DC Circuit May Reverse FCC’s RF-EMR Exposure Limits Order 19-126 from December 2019

Adapted from a Feb 11, 2021 National Law Review article here.

On Jan. 25, 2021, the U.S. Court of Appeals for the D.C. Circuit heard oral argument on the Federal Communication Commission’s (FCC’s) 2020 decision on pulsed, data-modulated, Radio-frequency Electromagnetic Microwave Radiation (RF-EMR) in which the FCC made a number of procedural changes to its rules an purportedly left the RF-EMR limits adopted in 1996 unchanged. See the Jan. 23, 2020 blog entry “Old Limits and New Procedures for FCC RF Exposure Rules” for detailed discussion of the FCC decision.

Wire America: Actually, FCC Order 19-126 allows the Wireless industry to increase the difference between peak and average RF-EMR exposures by several orders of magnitude.

Listening to the oral argument reveals that the FCC position was not well received by the Court of Appeals. Strikingly, one of the judges reportedly stated during oral argument that he was inclined to rule against the FCC because the agency’s reliance on U.S. health and safety agencies’ judgments was not well substantiated. The FCC does have an opportunity to add to the record of the case to try to bolster its position.

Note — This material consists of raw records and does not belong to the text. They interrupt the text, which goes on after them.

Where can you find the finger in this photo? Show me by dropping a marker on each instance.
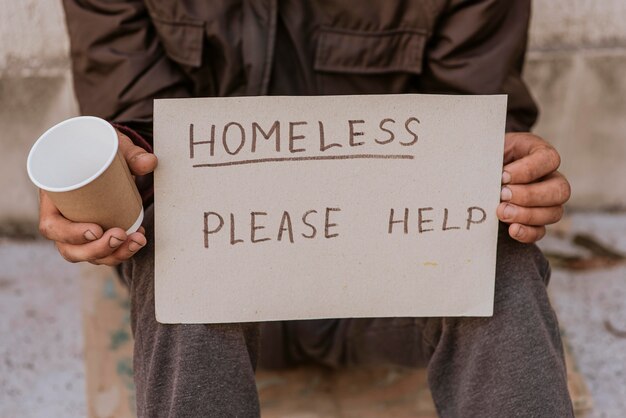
(135, 242)
(139, 161)
(54, 226)
(540, 161)
(510, 213)
(110, 241)
(553, 191)
(525, 233)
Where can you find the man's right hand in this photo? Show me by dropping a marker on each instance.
(87, 241)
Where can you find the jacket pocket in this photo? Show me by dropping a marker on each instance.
(370, 52)
(182, 41)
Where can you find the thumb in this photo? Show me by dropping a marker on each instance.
(140, 162)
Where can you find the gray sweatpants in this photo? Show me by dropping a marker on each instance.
(509, 365)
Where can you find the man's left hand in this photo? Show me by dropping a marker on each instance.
(533, 191)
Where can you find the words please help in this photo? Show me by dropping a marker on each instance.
(281, 208)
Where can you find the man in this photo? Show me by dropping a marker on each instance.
(127, 53)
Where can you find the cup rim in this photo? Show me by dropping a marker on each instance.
(104, 167)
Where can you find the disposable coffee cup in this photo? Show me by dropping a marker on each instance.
(78, 164)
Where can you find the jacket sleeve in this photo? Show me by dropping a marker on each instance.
(118, 64)
(478, 47)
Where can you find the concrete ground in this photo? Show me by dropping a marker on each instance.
(41, 342)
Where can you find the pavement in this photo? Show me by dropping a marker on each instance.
(42, 372)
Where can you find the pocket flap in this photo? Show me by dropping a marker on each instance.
(182, 41)
(370, 52)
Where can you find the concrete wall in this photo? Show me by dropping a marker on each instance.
(575, 69)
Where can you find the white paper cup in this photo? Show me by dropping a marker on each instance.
(78, 165)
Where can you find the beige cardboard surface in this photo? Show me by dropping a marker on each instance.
(271, 208)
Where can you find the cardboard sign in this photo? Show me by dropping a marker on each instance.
(276, 208)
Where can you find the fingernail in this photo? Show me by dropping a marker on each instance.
(506, 194)
(115, 242)
(509, 211)
(134, 246)
(90, 236)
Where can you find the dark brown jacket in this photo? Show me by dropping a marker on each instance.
(126, 53)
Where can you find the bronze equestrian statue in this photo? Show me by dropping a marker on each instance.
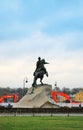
(40, 71)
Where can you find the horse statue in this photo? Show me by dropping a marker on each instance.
(40, 71)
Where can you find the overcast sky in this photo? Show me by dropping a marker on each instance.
(51, 29)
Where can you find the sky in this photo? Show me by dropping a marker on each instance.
(51, 29)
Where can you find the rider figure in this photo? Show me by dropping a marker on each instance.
(40, 65)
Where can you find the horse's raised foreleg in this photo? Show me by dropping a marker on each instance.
(34, 82)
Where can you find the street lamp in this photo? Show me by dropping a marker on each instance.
(25, 80)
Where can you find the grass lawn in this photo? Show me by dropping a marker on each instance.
(41, 123)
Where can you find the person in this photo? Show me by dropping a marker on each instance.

If the FCC decision is reversed, it could result in an extended period of uncertainty for domestic RF-EMR exposure guidelines, which would likely raise substantial problems for both manufacturers of wireless radio equipment and network operators. Generally, demonstration of compliance with the FCC’s RF-EMR exposure has been considered a safe harbor for equipment manufacturers and system operators — but now, there may need to be substantial changes throughout the entire wireless ecosystem.

The FCC sat on its hands for nearly eight years before reaching its decision to not change the 1996 RF-EMR exposure limits, despite significant, peer-reviewed scientific findings of “clear evidence” of brain cancer, heart cancer and DNA damage from RF-EMR exposures at levels that are below that which heats tissue.

If the Court of Appeals reverses the FCC and that decision stands (the FCC could request further review in the courts), a multi-year period with U.S. RF-EMR limits no longer deemed valid or appropriate could prove highly disruptive to the wireless industry ecosystem and be unsettling for consumers.